La candidature surprise du ministre de la Justice Michael Gove, 48 ans, a été perçue comme un coup de poignard dans le dos de Johnson, qui a fait allusion dans son discours de jeudi à l'assassinat de Jules César par Brutus.

Personne n'avait vu venir Michael Gove, qui avait déjà rompu avec un autre grand ami, David Cameron, en se prononçant en faveur d'un Brexit au printemps.

M. Gove, qui devait révéler vendredi ses intentions dans un discours très attendu, incarne le camp victorieux du Brexit mais doit assumer les conséquences de cette double trahison qui lui vaut nombre d'inimitiés au sein des députés conservateurs, dont 60% ont en outre voté pour un maintien dans l'UE.

«Il y a une fosse profonde réservée en enfer pour les gens comme lui», a écrit sur Twitter le député conservateur Jack Berry.

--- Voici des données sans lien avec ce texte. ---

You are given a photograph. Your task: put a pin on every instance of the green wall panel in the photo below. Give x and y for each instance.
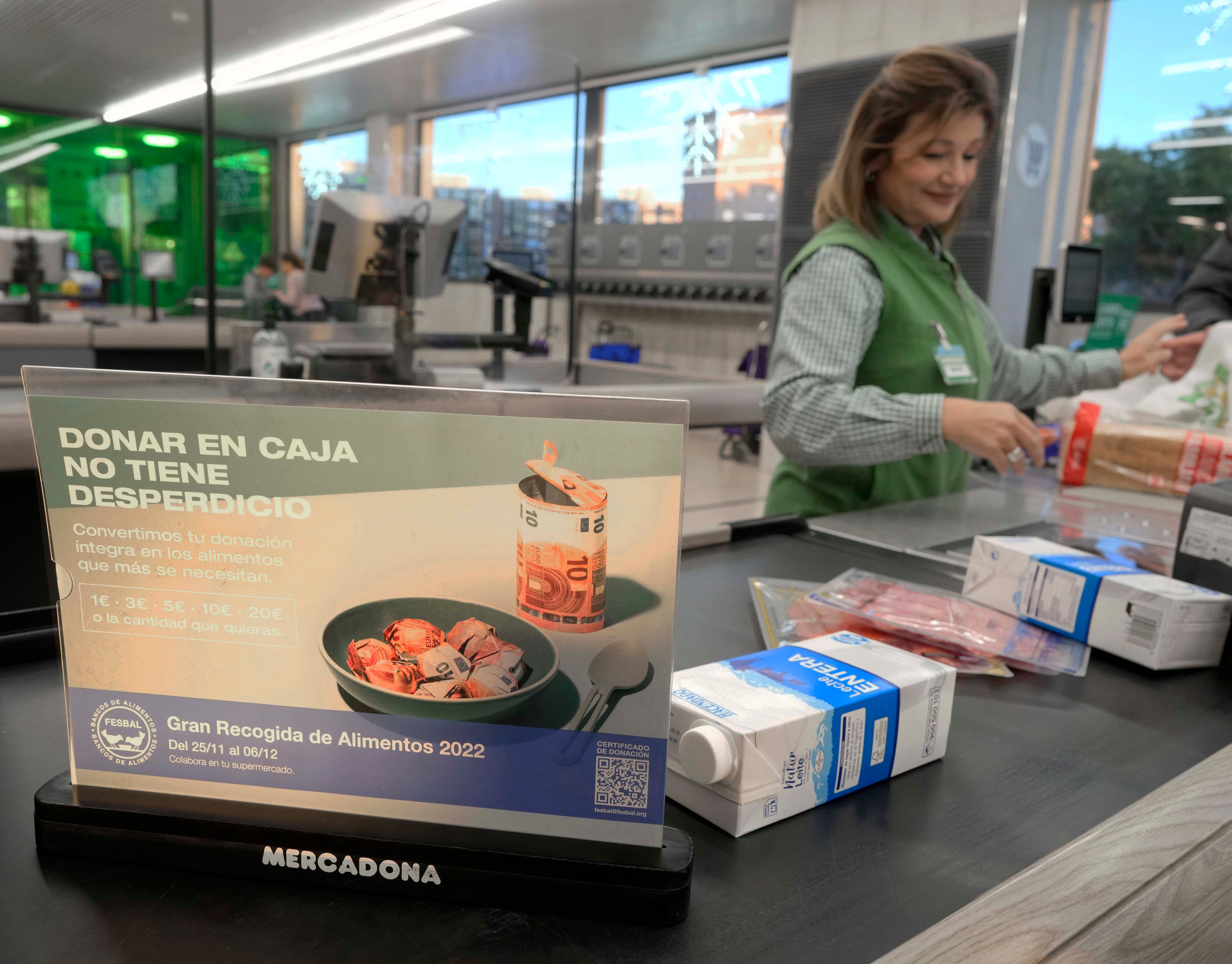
(150, 200)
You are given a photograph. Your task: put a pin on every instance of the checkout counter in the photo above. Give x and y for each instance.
(1072, 819)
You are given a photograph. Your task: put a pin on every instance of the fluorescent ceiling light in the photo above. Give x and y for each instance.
(42, 151)
(446, 35)
(1198, 142)
(349, 36)
(49, 134)
(156, 98)
(1196, 122)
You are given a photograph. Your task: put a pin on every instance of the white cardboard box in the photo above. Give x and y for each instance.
(1144, 617)
(761, 738)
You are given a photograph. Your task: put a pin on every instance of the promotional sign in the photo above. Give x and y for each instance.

Le soutien à Corbyn en baisse

Le ministre du Travail Stephen Crabb, l'ancien secrétaire d'État à la Défense Liam Fox et la secrétaire d'État à l'Énergie Andrea Leadsom ont également déposé leur candidature pour succéder à David Cameron.

Les députés conservateurs doivent désormais se mettre d'accord pendant l'été pour désigner deux finalistes et les 150 000 membres du parti choisiront l'élu, qui sera intronisé le 9 septembre.

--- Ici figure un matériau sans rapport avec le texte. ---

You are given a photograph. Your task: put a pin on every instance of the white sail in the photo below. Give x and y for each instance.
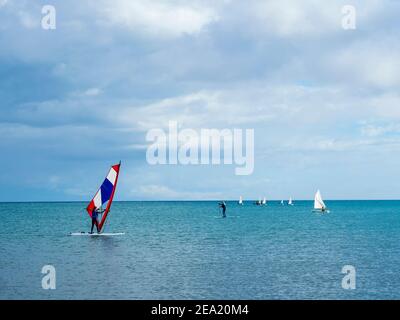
(318, 202)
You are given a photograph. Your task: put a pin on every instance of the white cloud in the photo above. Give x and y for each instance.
(157, 18)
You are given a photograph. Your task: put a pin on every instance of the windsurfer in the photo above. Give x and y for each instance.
(223, 206)
(95, 214)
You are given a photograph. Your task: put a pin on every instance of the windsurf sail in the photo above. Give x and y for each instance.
(318, 202)
(105, 194)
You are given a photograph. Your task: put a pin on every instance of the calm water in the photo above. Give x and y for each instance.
(183, 250)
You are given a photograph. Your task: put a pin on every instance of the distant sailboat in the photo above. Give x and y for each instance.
(319, 204)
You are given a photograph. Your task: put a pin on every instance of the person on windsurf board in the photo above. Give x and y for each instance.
(95, 222)
(223, 206)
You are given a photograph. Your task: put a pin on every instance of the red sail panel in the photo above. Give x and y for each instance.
(105, 194)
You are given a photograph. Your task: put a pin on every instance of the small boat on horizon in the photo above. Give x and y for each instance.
(319, 204)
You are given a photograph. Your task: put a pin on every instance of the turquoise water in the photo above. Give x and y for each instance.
(183, 250)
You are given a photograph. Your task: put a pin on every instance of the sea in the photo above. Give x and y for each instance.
(186, 250)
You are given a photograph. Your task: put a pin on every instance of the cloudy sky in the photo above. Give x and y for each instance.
(324, 102)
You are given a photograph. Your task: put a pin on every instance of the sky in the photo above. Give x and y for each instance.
(324, 101)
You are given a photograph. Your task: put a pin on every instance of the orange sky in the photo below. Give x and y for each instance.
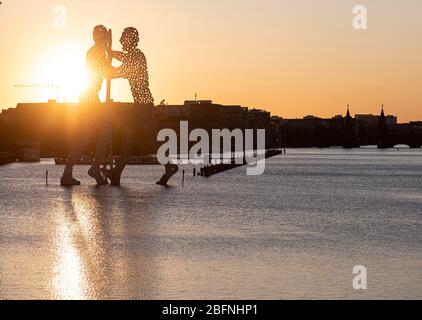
(293, 58)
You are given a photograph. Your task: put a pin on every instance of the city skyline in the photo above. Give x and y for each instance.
(293, 59)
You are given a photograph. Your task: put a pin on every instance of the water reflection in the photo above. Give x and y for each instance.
(101, 239)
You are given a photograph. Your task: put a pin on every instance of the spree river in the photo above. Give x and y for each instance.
(296, 232)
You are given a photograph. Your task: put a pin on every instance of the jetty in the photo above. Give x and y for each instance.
(214, 169)
(7, 157)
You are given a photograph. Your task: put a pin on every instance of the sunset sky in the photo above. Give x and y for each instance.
(291, 57)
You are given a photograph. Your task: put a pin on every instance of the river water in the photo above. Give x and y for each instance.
(296, 232)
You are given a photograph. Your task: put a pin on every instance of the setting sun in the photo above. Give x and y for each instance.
(63, 70)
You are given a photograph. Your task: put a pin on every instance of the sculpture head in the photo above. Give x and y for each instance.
(129, 39)
(100, 36)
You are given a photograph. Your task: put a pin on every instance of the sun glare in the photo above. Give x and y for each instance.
(64, 69)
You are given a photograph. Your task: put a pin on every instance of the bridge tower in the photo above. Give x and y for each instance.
(382, 130)
(349, 137)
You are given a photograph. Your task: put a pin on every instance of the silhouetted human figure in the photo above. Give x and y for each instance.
(96, 59)
(134, 68)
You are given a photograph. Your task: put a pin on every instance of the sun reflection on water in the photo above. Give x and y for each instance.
(81, 259)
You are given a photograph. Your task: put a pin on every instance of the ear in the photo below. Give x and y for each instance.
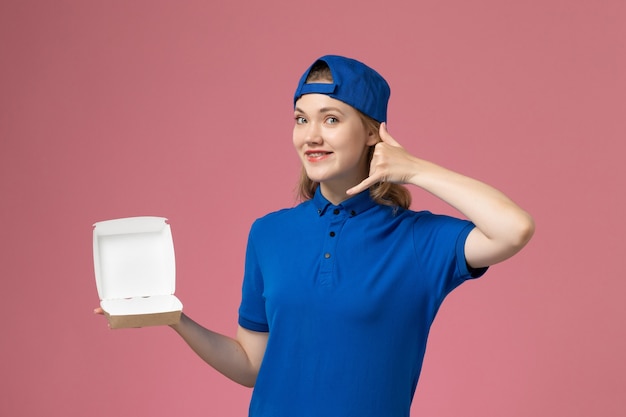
(373, 137)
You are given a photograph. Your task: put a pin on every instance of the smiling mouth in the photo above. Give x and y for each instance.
(317, 154)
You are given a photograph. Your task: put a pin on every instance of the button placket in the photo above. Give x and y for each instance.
(338, 217)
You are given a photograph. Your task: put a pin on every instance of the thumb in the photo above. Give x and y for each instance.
(385, 136)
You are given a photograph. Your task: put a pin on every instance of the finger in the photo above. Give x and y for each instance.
(363, 185)
(386, 137)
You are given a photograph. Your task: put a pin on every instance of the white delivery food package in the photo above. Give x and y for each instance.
(136, 272)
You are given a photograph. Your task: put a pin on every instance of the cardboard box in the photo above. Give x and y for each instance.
(136, 272)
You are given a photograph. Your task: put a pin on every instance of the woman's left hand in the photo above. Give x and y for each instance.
(390, 163)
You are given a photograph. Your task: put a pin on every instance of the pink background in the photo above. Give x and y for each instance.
(183, 109)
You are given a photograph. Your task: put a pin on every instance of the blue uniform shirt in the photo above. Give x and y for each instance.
(348, 294)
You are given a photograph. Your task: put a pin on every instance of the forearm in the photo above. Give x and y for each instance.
(506, 226)
(223, 353)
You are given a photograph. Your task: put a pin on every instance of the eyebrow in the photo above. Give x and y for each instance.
(322, 110)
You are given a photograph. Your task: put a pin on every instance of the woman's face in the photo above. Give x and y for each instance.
(332, 142)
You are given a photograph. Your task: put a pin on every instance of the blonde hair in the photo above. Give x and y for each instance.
(386, 193)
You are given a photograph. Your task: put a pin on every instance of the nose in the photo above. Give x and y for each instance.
(313, 134)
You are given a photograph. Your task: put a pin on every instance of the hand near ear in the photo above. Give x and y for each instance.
(390, 163)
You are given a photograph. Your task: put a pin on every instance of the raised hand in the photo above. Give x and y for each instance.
(390, 163)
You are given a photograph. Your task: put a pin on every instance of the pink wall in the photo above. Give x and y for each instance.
(183, 109)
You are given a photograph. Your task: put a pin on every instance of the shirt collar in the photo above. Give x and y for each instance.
(354, 206)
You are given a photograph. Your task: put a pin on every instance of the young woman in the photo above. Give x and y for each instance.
(340, 291)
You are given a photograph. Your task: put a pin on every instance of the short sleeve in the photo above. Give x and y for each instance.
(440, 245)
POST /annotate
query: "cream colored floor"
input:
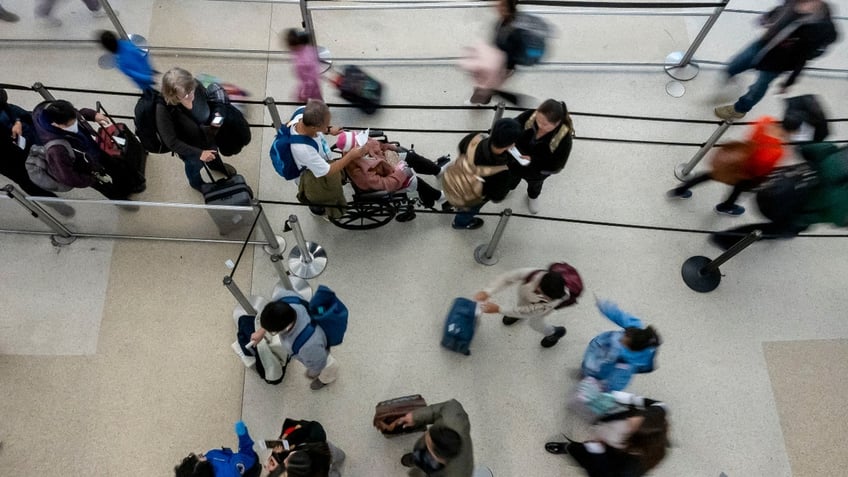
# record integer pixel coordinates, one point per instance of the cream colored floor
(115, 358)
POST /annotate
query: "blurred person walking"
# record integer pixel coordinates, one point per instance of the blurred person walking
(797, 31)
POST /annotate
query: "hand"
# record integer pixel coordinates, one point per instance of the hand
(481, 296)
(207, 156)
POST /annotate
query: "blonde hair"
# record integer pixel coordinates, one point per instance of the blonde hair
(176, 84)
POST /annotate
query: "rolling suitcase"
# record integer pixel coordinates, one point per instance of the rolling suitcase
(360, 89)
(389, 411)
(459, 326)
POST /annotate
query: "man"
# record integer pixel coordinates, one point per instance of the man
(481, 172)
(321, 181)
(546, 143)
(797, 31)
(291, 328)
(223, 462)
(539, 293)
(445, 449)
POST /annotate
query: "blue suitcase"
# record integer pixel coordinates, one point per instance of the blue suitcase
(459, 326)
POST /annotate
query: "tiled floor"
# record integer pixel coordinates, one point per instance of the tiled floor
(115, 357)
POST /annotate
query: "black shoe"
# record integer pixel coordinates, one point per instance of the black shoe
(508, 320)
(475, 223)
(548, 341)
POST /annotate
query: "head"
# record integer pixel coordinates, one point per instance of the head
(504, 134)
(442, 442)
(194, 466)
(109, 41)
(178, 87)
(277, 317)
(638, 339)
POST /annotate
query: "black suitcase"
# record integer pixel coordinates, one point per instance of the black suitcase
(230, 191)
(360, 89)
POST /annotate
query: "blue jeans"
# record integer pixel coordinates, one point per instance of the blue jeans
(745, 61)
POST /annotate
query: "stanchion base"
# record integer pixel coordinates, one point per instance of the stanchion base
(301, 287)
(694, 277)
(480, 255)
(682, 73)
(302, 269)
(270, 251)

L'ancien premier ministre travailliste Tony Blair a quant à lui affirmé que les négociations avec l'UE devaient être menées par «un homme d'État sérieux» pour avoir une chance de réussir.

Choisir un ministre ayant fait campagne pour le Brexit serait une erreur, écrit-il dans le Daily Telegraph, selon lequel ces déclarations sont une manière de se positionner pour jouer un rôle dans ces négociations.

Toujours du côté du Parti travailliste, John McDonnell, le bras droit du leader contesté Jeremy Corbyn, devait présenter vendredi la réponse économique du parti au Brexit dans une tentative de montrer que le Labour peut continuer à fonctionner malgré la fronde de 80% des députés contre leur chef.

Un sondage YouGov pour le Times suggère que si Jeremy Corbyn est toujours en position de remporter une nouvelle élection pour la direction du parti, le soutien des militants diminue. Ainsi, 50% des membres du Labour interrogés entre lundi et jeudi voterait pour Corbyn mais 47% ne le ferait pas. Un précédent sondage en mai plaçait ce soutien à 64% contre 33%.